[ Especial ]



    A lei do escuta

    A lei e o evangelho


    Dirigindo-se ao Caminheiro, BP dizia-lhe em 1922: "É preciso lembrares-te que passando a fronteira entre a adolescência e a idade adulta, não aprendes mais a praticar a Lei do Escuta, mas a utilizas realmente na tua vida". É, pois, certo para o fundador do Escutismo, que a Lei não se destina só aos adolescentes. E por uma boa razão: é que a Lei é decalcada do Evangelho e, tal como este, destina-se a todos.
    Colocou-se em dúvida, por vezes, o carácter cristão da mensagem de BP. De facto, as referências religiosas nos seus escritos não são abundantes. Quando ele escreve "a nossa finalidade, no Movimento, é contribuir, na medida do possível, para a construção do Reino de Deus na terra", não se trata tanto de conduzir o homem para a sua salvação, mas sim a humanidade para a felicidade. Todavia, em 1928, BP concretiza que se o homem deve "encontrar o seu paraíso na terra", deve também elevar-se "ao nível de uma união íntima com Deus e a eternidade". E, nesse mesmo ano, declara explicitamente que "a nossa finalidade é praticar a religião cristã na vida e nas actividades de cada dia".
    Quanto aos redactores da Lei do Escutismo católico francês, a sua referência evangélica é evidente.

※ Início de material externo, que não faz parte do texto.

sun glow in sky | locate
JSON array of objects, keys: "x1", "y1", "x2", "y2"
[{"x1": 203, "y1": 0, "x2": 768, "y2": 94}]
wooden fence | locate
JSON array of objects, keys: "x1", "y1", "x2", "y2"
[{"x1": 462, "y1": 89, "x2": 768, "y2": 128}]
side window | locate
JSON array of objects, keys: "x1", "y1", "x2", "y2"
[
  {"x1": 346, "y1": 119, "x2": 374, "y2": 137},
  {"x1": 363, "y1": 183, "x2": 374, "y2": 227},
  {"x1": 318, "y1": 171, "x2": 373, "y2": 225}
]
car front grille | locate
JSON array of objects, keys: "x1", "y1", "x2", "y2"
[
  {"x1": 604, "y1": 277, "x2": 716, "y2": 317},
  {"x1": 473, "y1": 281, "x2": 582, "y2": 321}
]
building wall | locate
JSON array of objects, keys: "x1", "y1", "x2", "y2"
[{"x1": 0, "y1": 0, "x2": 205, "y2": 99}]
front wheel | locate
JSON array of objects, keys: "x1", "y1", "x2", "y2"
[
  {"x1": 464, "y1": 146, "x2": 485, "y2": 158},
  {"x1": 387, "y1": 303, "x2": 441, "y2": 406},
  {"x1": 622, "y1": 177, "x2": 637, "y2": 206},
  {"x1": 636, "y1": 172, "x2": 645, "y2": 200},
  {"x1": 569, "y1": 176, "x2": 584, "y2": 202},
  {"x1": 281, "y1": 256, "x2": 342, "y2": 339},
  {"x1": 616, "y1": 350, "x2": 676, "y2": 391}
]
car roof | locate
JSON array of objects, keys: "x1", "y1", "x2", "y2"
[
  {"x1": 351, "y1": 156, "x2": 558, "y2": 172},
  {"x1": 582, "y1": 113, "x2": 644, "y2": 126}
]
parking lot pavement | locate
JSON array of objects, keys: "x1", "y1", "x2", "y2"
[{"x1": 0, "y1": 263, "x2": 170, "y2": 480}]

O Cónego Cornette escreve que a Lei é "uma expressão concreta das máximas puras do Evangelho" e a "sua tradução em fórmulas claras e breves". Pierre Delsuc vê na Lei "o essencial do ensinamento evangélico". Podem-se multiplicar as citações, dado que é tão evidente que se a Lei, para o Escuta, "é elo entre os sonhos e as acções" (Michel Menu), deve ser para todos um elo entre o Evangelho e a vida. O Pe. Rimaud lembrava firmemente, em 1971, que "a Lei do Escuta é muito mais do que a regra moral de uma vida de natureza e ar livre". Já em 1947 lamentava a tendência de ver somente isto: "Chegam, muito frequentemente, a cortar a Lei do Escuta do Evangelho de onde ela sai, a distinguir um ideal moral de domínio de si próprio e de serviço, um ideal puramente natural ou laico que exprimiria a Lei, e o ideal cristão com as suas exigências e profundezas sobrenaturais".

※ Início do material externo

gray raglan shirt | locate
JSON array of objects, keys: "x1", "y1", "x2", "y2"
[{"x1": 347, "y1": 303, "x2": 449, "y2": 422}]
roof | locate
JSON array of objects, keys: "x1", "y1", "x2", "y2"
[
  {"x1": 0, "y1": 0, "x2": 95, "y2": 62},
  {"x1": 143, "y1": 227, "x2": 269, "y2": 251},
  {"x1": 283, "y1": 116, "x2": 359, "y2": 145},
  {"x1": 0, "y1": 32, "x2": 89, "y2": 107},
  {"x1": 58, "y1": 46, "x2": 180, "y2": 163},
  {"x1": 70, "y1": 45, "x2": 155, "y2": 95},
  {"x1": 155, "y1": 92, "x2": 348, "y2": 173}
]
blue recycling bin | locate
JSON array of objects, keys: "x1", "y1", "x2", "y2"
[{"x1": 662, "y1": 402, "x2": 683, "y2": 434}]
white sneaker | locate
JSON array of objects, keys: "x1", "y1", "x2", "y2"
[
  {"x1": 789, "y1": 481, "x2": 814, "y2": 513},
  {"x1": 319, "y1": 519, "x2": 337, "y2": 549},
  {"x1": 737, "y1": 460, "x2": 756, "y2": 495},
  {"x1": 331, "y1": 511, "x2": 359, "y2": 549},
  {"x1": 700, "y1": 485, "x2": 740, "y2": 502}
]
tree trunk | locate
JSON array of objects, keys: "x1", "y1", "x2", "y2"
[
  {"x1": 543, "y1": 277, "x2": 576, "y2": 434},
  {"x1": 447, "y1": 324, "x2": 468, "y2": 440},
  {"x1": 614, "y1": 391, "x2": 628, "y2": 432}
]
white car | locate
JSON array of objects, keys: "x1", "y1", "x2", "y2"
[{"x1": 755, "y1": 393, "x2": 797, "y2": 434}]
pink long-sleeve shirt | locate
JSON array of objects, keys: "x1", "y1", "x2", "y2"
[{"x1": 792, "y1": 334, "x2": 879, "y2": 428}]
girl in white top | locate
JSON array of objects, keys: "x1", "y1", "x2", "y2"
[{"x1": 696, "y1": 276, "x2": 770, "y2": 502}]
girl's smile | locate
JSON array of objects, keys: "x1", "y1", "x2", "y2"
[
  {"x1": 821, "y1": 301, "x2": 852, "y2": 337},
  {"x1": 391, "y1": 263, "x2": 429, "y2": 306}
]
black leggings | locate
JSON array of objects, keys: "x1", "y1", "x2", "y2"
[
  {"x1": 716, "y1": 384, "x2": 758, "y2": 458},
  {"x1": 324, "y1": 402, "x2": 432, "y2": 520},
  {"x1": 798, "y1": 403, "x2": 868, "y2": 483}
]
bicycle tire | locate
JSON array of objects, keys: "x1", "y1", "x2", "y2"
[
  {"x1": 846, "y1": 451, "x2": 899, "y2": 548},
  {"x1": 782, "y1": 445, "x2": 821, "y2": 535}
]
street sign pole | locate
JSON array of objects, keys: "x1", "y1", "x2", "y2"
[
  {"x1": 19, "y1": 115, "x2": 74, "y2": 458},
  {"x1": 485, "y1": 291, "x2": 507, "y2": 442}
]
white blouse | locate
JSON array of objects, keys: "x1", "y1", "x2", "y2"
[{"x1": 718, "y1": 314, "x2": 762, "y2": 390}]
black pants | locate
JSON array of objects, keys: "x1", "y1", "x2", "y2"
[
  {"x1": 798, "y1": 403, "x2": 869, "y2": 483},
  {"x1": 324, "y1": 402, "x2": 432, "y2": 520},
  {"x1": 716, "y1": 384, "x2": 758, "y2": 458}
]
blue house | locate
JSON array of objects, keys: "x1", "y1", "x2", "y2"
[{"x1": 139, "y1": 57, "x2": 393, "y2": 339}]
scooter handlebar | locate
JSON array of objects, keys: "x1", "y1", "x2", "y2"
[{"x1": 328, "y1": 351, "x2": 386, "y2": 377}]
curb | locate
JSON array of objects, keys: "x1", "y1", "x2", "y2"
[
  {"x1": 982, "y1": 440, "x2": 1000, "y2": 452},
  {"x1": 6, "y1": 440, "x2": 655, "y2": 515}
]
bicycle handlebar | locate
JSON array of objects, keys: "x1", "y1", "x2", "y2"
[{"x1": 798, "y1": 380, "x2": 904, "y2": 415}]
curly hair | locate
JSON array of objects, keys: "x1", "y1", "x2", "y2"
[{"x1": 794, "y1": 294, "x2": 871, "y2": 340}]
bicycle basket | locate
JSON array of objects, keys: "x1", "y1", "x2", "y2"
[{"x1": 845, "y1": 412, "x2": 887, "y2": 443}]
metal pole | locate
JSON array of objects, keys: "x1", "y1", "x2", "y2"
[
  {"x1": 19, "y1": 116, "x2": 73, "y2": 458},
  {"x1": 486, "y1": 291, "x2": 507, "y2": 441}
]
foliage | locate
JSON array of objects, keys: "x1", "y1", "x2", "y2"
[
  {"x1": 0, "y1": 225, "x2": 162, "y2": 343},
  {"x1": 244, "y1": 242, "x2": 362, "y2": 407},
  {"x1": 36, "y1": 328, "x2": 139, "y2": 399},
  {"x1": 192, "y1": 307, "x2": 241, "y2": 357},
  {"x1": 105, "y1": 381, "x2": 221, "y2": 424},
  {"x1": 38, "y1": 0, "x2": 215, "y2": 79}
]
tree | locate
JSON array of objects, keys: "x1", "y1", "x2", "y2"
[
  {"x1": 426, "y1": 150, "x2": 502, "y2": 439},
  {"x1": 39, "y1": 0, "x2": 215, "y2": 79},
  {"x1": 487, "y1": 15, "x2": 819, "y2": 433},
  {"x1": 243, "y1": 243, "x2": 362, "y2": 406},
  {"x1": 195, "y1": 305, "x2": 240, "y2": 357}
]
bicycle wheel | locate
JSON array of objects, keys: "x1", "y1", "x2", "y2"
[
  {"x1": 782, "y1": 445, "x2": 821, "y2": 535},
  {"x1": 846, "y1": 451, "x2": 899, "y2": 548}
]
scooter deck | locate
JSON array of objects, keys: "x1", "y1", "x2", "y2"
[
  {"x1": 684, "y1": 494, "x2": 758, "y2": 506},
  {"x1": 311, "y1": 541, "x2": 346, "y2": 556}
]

    Se meditarmos a Lei do Escuta, artigo a artigo, teremos inúmeras ocasiões de aproximar a Lei do Evangelho, e de nela encontrar o eco das Bem-Aventuranças. Lembremo-nos sempre desta afirmação de um homem que compreendeu e viveu o Escutismo profundamente: "não se deve nunca cortar a Lei do Escuta do Evangelho de onde ela sai".
    É preciso acrescentar que, se a Lei do Escuta "sai" do Evangelho, todavia traduz somente uma pequena parte do seu ensinamento. Ela mesma é incompleta: não pode ser separada da Promessa. Mas este conjunto, também ele, não poderia pretender transmitir a totalidade do ensinamento evangélico.

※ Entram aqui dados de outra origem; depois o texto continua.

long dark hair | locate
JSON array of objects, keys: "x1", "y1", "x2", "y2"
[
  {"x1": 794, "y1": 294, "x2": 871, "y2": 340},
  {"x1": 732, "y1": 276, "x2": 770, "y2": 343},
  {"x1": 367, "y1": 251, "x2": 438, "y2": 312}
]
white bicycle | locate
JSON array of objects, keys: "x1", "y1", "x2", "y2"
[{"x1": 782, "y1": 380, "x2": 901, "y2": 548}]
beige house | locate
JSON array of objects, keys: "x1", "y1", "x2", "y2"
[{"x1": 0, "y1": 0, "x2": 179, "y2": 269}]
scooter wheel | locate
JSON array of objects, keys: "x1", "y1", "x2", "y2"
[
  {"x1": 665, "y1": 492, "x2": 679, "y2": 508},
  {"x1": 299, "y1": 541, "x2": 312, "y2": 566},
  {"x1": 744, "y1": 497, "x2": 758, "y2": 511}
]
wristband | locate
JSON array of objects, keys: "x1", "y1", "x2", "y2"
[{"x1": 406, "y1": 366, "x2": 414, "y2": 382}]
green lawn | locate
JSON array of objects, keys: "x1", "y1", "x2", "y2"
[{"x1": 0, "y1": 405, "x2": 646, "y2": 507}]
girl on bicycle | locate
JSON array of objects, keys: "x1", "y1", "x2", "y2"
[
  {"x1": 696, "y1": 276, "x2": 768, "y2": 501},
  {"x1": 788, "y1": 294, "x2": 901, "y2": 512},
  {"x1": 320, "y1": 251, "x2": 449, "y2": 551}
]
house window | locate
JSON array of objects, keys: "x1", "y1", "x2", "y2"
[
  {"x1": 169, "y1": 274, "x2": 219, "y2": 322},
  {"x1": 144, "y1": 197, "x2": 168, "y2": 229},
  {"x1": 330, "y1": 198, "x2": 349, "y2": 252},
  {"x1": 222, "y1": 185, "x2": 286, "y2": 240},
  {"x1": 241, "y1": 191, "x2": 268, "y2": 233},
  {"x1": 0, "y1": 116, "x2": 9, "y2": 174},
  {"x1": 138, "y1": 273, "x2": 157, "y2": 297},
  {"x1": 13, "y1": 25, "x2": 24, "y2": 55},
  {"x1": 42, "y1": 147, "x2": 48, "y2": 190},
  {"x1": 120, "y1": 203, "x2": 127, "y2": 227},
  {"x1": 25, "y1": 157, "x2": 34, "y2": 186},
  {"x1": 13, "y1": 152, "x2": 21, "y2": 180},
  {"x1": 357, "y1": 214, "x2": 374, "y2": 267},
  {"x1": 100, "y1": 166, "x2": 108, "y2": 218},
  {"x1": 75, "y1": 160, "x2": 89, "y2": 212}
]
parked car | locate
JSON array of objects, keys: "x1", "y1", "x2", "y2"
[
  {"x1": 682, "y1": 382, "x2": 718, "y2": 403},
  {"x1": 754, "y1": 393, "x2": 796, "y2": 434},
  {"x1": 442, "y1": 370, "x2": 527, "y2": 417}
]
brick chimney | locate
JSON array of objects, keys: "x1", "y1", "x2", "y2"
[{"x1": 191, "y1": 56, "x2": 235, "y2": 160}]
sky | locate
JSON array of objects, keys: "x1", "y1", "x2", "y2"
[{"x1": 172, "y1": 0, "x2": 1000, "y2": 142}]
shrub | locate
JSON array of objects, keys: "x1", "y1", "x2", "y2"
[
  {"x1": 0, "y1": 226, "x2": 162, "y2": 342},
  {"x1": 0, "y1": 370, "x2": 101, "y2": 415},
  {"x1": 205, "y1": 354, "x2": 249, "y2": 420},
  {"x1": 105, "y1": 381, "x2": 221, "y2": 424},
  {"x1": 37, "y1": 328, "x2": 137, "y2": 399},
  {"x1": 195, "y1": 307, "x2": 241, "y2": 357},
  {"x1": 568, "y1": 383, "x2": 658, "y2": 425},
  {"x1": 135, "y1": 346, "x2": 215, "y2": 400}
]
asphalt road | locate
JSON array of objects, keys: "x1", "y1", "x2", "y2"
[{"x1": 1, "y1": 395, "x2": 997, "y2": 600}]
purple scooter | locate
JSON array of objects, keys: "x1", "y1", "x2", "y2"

    A Lei do Escuta é, antes de mais, uma regra do jogo, do jogo escutista, de vida comum em campo. Após isto, torna-se uma regra de vida: "uma maneira de ser", dizia o Pe. Forestier. Mas aquele que se esforçasse por viver segundo esta Lei, sem mais, estaria ainda longe das exigências da vida cristã. Se a Lei do Escuta ignora as proibições, é porque ela é pedagógica; mas o cristão não deve esquecer que, acima dela, existe a Lei do Senhor, aquela que não podemos transgredir sem pecar. Aquela que Cristo "não veio revogar mas dar pleno cumprimento" (Mt 5,17). Aquela das Bem-Aventuranças e do Sermão da Montanha.
    O Escuta é, em primeiro lugar, um cristão e, porque não deixa nada a meio, ele compromete-se "pela sua honra" em o ser verdadeiramente, lealmente, generosamente. É no Evangelho, é no ensino da Igreja, que o Escuta procura a Palavra de Deus.
    Claro que o Escutismo não é uma ordem religiosa ou uma espiritualidade. Sabemo-lo bem. Mas, se S. Bento, S. Domingos, S. Francisco de Assis e outros, ao longo dos séculos, puderam ler o Evangelho a seu modo, sem nada esquecer e privilegiando um ou outro aspecto da Boa Nova, porque não poderiam os Escutas fazer a sua procura no Evangelho, em particular, tudo o que encontram na Lei do Escuta?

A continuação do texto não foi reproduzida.